Fitch rates Singer’s proposed debenture issue A-(lka)(EXP)

Fitch-Ratings

Fitch Ratings has assigned Singer (Sri Lanka) PLC’s (Singer;A-(lka)/Stable) proposed senior unsecured debenture issue of up to LKR4bn a National Long-Term Rating of ‘A-(lka)(EXP)’.

The debenture is to be issued at a fixed rate with a tenor of three years. The proceeds of the proposed issue will be used to refinance existing debt.

Singer’s proposed senior unsecured debt is rated at the same level as its National Long-Term Rating, as the debentures rank equally with other senior unsecured obligations. The final rating is subject to the receipt of final documents conforming to information already received.

KEY RATING DRIVERS

Demand to Weaken: Fitch expects demand for consumer durables to be sluggish in the next six to 12 months due to rising interest rates, an increase in taxes on consumer durables and a depreciating Sri Lankan rupee, which raises the prices of imported goods that account for the majority of products sold by Singer. However, Fitch believes the long-term fundamentals driving demand for the consumer-durables sector is still strong.

Strong Market Position: Fitch expects operating challenges to be mitigated by Singer’s strong market leadership, which is supported by a wide retail presence, its portfolio of well-known brands and extensive local manufacturing capabilities compared with peers. Singer’s extensive in-house brands, which are competitively priced compared with similar imported products, and the company’s well-managed hire-purchase business make products affordable even in a weak operating environment.

Margins Under Pressure: Singer’s EBITDA margins have deteriorated significantly in the last few years due to the company’s increased focus on low-margin IT and digital media products. We do not expect a change in this strategy as the short replacement cycles and low prices of such products help the company to sustain growth through cycles. As such, we expect overall EBITDA margins during 2016-2019 to remain below the double-digit levels of the past.

Leverage to Improve Post-2017: We estimate Singer’s net adjusted leverage (measured as adjusted net debt/EBITDAR, excluding Singer Finance) to spike in 2016 due to the acquisitions of two affiliates and a sluggish operating environment, which will put pressure on EBITDAR. However, we expect leverage to improve from 2017 with a turnaround in the operating environment.

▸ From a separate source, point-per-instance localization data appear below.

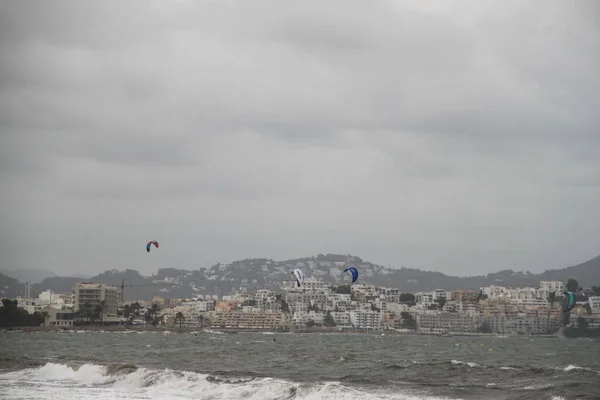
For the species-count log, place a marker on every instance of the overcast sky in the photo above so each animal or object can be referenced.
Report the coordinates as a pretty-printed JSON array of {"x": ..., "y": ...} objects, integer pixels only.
[{"x": 461, "y": 137}]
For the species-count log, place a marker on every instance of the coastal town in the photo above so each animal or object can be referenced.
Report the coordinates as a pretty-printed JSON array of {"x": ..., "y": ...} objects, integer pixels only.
[{"x": 317, "y": 306}]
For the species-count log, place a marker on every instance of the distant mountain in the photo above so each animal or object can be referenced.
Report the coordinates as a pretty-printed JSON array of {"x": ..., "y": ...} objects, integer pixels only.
[
  {"x": 10, "y": 287},
  {"x": 29, "y": 275},
  {"x": 254, "y": 274}
]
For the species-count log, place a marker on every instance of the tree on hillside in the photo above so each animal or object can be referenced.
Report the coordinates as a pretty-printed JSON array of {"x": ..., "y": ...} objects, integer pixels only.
[
  {"x": 152, "y": 315},
  {"x": 572, "y": 285},
  {"x": 408, "y": 321},
  {"x": 441, "y": 302},
  {"x": 407, "y": 298},
  {"x": 552, "y": 297},
  {"x": 329, "y": 321}
]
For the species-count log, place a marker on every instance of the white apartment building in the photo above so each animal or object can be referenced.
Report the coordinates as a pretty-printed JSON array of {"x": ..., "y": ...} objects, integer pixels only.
[
  {"x": 368, "y": 320},
  {"x": 439, "y": 322},
  {"x": 94, "y": 294},
  {"x": 552, "y": 286}
]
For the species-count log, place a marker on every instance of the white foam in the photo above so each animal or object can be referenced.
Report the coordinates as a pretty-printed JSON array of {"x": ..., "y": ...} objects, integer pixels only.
[
  {"x": 469, "y": 364},
  {"x": 53, "y": 381}
]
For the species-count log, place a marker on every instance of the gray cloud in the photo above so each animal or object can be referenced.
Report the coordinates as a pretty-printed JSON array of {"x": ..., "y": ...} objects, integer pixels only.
[{"x": 459, "y": 137}]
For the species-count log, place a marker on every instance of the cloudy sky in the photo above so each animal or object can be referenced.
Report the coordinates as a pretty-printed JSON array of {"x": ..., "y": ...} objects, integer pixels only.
[{"x": 461, "y": 137}]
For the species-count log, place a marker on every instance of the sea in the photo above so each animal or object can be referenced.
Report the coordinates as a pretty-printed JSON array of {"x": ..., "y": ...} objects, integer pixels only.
[{"x": 300, "y": 366}]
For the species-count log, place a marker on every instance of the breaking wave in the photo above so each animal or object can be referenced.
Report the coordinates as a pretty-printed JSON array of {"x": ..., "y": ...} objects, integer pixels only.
[{"x": 124, "y": 380}]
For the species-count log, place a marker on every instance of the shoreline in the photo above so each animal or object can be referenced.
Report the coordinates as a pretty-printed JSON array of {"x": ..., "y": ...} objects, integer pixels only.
[{"x": 208, "y": 330}]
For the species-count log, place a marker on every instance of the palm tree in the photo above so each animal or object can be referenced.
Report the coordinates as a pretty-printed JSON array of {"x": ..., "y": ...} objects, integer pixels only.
[
  {"x": 179, "y": 317},
  {"x": 45, "y": 315},
  {"x": 103, "y": 307}
]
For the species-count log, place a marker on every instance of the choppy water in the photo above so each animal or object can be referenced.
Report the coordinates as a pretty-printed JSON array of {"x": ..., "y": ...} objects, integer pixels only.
[{"x": 296, "y": 366}]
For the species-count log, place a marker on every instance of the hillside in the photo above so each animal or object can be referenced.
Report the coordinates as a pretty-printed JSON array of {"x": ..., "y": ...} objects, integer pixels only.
[
  {"x": 29, "y": 275},
  {"x": 254, "y": 274},
  {"x": 10, "y": 287}
]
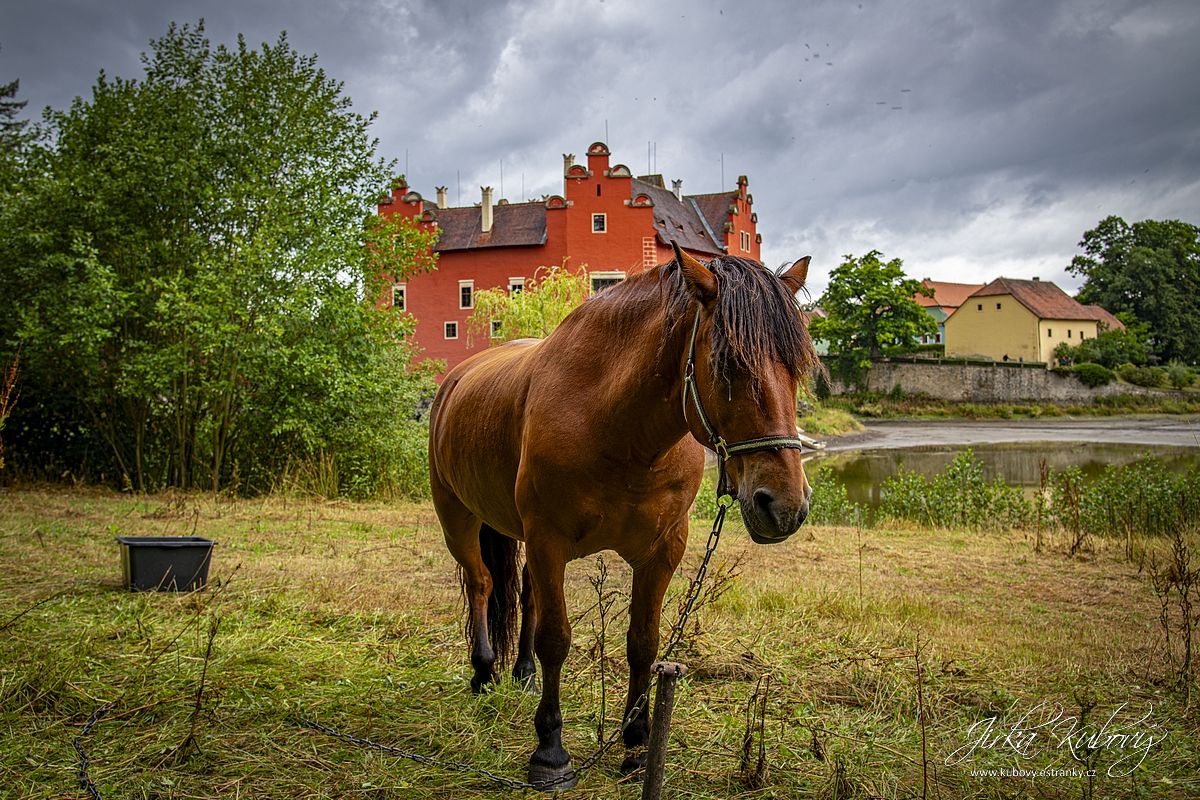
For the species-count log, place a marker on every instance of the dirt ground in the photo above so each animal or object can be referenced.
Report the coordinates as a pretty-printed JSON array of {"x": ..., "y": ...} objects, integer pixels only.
[{"x": 1180, "y": 431}]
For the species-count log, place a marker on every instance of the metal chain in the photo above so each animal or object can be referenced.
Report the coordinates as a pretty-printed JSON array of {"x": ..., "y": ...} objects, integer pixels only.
[
  {"x": 677, "y": 631},
  {"x": 85, "y": 782}
]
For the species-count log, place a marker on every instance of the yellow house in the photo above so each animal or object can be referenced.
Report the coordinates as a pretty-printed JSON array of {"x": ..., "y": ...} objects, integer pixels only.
[{"x": 1021, "y": 320}]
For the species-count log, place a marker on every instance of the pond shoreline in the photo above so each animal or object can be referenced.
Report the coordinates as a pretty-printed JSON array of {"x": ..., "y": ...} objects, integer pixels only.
[{"x": 880, "y": 434}]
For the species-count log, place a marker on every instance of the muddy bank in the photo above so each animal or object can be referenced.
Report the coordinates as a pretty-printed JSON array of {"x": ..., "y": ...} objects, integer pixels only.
[{"x": 1179, "y": 431}]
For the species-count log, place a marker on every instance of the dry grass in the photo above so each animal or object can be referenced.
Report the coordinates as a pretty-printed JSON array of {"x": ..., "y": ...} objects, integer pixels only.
[{"x": 349, "y": 614}]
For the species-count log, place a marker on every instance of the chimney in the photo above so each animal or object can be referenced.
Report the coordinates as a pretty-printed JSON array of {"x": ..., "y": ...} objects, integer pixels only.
[{"x": 486, "y": 209}]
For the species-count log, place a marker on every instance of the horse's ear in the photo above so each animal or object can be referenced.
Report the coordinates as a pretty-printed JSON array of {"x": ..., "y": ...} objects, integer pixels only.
[
  {"x": 697, "y": 276},
  {"x": 797, "y": 274}
]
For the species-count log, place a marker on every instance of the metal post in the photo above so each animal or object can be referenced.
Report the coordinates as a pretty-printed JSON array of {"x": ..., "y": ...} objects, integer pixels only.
[{"x": 660, "y": 727}]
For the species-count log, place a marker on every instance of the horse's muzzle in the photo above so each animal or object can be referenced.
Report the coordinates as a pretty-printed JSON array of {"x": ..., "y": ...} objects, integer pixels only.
[{"x": 771, "y": 519}]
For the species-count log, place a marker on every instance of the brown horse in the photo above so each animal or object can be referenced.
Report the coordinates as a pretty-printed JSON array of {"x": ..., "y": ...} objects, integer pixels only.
[{"x": 580, "y": 443}]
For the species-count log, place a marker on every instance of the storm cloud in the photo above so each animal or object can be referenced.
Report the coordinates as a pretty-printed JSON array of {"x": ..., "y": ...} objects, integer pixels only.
[{"x": 970, "y": 139}]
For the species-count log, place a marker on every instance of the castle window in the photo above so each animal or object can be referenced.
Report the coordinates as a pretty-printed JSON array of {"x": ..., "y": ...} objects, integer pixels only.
[{"x": 601, "y": 281}]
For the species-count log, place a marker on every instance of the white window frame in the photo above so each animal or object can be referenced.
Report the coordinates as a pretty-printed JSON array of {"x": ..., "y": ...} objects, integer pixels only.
[{"x": 604, "y": 276}]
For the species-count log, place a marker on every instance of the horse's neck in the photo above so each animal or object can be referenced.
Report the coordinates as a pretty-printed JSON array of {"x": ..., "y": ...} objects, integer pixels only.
[{"x": 643, "y": 386}]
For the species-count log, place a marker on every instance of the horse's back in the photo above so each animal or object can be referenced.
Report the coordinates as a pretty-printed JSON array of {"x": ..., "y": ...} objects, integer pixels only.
[{"x": 475, "y": 428}]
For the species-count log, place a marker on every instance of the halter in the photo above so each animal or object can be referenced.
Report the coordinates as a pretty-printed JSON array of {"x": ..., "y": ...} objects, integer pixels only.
[{"x": 724, "y": 450}]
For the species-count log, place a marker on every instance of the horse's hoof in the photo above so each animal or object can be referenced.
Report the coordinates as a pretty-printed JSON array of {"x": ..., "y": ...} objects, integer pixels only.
[
  {"x": 479, "y": 686},
  {"x": 634, "y": 765},
  {"x": 552, "y": 779}
]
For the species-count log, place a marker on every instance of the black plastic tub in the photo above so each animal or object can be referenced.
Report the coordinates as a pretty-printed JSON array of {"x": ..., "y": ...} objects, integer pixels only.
[{"x": 165, "y": 563}]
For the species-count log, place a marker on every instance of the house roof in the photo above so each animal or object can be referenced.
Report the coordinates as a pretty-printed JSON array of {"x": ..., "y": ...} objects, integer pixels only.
[
  {"x": 947, "y": 295},
  {"x": 675, "y": 221},
  {"x": 514, "y": 224},
  {"x": 1104, "y": 318},
  {"x": 1045, "y": 300}
]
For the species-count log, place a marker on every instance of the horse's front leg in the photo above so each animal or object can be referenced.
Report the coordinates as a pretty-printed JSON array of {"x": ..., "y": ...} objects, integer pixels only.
[
  {"x": 547, "y": 565},
  {"x": 642, "y": 645}
]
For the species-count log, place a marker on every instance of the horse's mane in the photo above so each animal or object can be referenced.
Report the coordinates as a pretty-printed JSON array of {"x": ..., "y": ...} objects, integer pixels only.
[{"x": 756, "y": 322}]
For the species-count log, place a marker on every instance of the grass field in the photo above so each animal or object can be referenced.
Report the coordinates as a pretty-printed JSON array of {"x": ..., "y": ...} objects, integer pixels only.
[{"x": 348, "y": 614}]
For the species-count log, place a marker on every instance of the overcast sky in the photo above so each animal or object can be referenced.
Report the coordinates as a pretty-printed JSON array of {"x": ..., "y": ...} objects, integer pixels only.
[{"x": 971, "y": 139}]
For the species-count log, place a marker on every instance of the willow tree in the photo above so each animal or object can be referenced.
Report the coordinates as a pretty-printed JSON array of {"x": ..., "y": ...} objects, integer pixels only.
[
  {"x": 186, "y": 268},
  {"x": 533, "y": 311}
]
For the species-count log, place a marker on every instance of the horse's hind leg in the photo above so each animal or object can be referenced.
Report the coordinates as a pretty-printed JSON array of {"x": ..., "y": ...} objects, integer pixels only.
[
  {"x": 642, "y": 647},
  {"x": 461, "y": 531},
  {"x": 525, "y": 672}
]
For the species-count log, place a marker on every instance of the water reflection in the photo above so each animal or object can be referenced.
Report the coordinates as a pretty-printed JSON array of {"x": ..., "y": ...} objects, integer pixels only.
[{"x": 863, "y": 471}]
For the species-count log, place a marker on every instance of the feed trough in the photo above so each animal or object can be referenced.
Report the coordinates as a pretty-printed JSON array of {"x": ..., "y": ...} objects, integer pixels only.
[{"x": 165, "y": 563}]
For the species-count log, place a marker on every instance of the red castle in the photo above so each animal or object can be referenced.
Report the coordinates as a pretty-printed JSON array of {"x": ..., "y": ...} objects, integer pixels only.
[{"x": 613, "y": 223}]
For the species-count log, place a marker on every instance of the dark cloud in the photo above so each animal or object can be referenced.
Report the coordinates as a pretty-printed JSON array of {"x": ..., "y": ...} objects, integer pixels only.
[{"x": 970, "y": 139}]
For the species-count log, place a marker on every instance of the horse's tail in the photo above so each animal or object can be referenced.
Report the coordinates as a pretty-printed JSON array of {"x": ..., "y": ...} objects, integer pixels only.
[{"x": 502, "y": 557}]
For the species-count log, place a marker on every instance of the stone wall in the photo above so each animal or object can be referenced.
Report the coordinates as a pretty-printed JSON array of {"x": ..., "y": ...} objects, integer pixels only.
[{"x": 979, "y": 383}]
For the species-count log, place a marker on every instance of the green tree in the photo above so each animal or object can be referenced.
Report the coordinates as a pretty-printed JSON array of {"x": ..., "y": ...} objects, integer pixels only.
[
  {"x": 1111, "y": 348},
  {"x": 1152, "y": 270},
  {"x": 186, "y": 268},
  {"x": 533, "y": 312},
  {"x": 870, "y": 306},
  {"x": 13, "y": 134}
]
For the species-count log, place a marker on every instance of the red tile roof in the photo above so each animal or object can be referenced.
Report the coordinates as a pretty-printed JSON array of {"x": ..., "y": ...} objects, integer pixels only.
[
  {"x": 947, "y": 295},
  {"x": 1045, "y": 300}
]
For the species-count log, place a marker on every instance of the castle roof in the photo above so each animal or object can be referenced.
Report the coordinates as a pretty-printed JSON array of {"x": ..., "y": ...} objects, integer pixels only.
[
  {"x": 514, "y": 224},
  {"x": 682, "y": 222}
]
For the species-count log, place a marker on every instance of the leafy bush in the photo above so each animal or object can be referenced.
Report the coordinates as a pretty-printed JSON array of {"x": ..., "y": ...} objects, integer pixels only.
[
  {"x": 1143, "y": 499},
  {"x": 1093, "y": 374},
  {"x": 1149, "y": 377},
  {"x": 958, "y": 498},
  {"x": 829, "y": 504},
  {"x": 1180, "y": 374}
]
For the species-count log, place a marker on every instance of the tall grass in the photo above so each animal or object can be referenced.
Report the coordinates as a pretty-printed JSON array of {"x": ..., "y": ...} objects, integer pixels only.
[{"x": 1126, "y": 503}]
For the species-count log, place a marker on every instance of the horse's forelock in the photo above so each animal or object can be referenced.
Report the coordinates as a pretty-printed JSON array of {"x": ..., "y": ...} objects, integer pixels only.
[{"x": 756, "y": 322}]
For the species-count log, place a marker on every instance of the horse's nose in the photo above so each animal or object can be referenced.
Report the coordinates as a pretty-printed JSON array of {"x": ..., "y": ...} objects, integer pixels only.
[{"x": 783, "y": 515}]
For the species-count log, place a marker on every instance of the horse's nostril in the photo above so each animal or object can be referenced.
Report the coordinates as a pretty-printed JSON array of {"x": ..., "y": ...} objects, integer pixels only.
[{"x": 763, "y": 500}]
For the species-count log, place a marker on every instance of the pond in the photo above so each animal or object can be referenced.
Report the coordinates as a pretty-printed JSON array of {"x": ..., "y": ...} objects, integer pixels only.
[{"x": 863, "y": 471}]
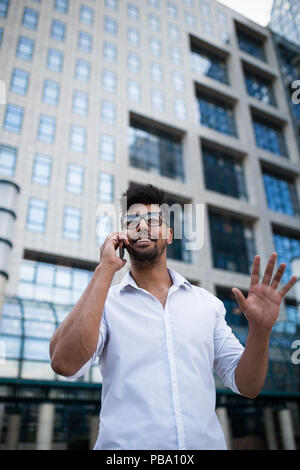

Well-Capitalised Finance Subsidiary: Fitch does not expect Singer to have to infuse more capital into its finance subsidiary, Singer Finance (Lanka) PLC (BBB(lka)/Stable) due to its strong capitalisation, which is well above the regulatory minimum; better than peer asset quality; and strong funding profile.

KEY ASSUMPTIONS

Fitch’s key assumptions within the rating case for the issuer include:

– Revenue growth of low-double digits during 2016-2019 driven by demand for IT and digital media products, which will partly offset softness in the consumer durables market

– Slight margin contraction during 2016-2019 as the revenue mix continues to shift towards the low-margin IT and digital media segment

– Capex to average LKR700m a year during 2016-2019

– No capital infusions to Singer Finance (Lanka) PLC in 2016-2019

RATING SENSITIVITIES

Negative: Future developments that may, individually or collectively, lead to a negative rating action include:

– A sustained increase in Singer’s leverage (measured as adjusted net debt/EBITDAR excluding Singer Finance) to over 5.5x (end- 2015: 4.7x)

– EBITDA margins sustained below 7% (end-2015: 8.7%)

– Any significant equity support to Singer’s 80% subsidiary, Singer Finance (Lanka) PLC

Positive: Future developments that may individually or collectively lead to a positive rating action include:

– Singer’s leverage (measured as adjusted net debt/EBITDAR excluding Singer Finance) falling below 4.5x on a sustained basis

– EBITDA margins sustained above 10%

LIQUIDITY

At end-June 2016, the group (excluding its finance company subsidiary) had LKR1bn of cash and LKR6bn in unused facilities to meet LKR7.2bn of short-term debt, leaving the company in a stable liquidity position. However, we do not expect the company to generate positive FCF in the next 12 months due to higher-than-historical capex.